These two different types of urban characteristics may be useful to derive the image of the city. However, in a sense, they are focusing only on static elements of the city and did not take into account the most dynamic and important element of the city; that is, “crowds” living there would be a critical factor for observing urban characteristics. For instance, in the case of the recent terrible disaster, the earthquake and tsunami in Japan on March 11, 2011, although lots of static characteristics in some part of the devastated Fukushima prefecture area remain unchanged, the image of the city based on crowds living there was totally changed because the sequel nuclear accidents caused by the disasters prevented people from accessing the towns for a long time.

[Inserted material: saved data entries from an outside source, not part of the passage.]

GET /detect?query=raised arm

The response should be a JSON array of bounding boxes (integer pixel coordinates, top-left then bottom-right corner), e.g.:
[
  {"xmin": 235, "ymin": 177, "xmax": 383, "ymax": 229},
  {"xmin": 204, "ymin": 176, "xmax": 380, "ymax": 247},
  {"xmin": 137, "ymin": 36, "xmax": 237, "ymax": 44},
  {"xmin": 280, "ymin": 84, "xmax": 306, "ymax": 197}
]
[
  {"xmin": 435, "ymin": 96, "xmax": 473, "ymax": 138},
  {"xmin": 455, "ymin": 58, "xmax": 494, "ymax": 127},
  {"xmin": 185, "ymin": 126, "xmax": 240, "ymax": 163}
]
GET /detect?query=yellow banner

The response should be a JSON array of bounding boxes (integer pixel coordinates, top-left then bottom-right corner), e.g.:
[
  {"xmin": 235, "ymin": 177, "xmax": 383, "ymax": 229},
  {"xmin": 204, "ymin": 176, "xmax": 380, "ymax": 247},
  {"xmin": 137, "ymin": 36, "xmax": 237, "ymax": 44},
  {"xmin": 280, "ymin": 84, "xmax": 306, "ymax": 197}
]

In this paper, we distinguishably attempt to derive a new kind of social geographic characteristics based on crowds, especially in terms of their behavior, by utilizing the location-based social network sites as shown on the right side of Fig. 2. In fact, geo-tagged microblogs over social networking sites can be easily collected since these are shared in the open spaces. We can utilize the free data to extract the image of cities based on crowd activity in the real world.

3.2 Modeling Twitter as a crowd lifelog source

Sharing personal lifelogs over social networks such as Facebook [25] and Twitter [3] is a common phenomenon worldwide spreading deeply into our daily lives. Behind the scene of those buzzing trends, we can find some crucial clues to understand why the trivial logs can be very useful to monitor the overall crowd lifelogs. First of all, we can observe three fundamental elements of crowd activity monitoring, that is, user, location and time. These spatio-temporal logs by enormous crowds are possibly appearing from any place where users can write their lifelogs with the help of automatic location-sensing functionality of recent smartphones. The implication of this kind of crowd behavior means various facts from simply a possibility of some geo-social event occurrences in a region to a trajectory of a tourist’s travel by examining a history of time-variant footprints.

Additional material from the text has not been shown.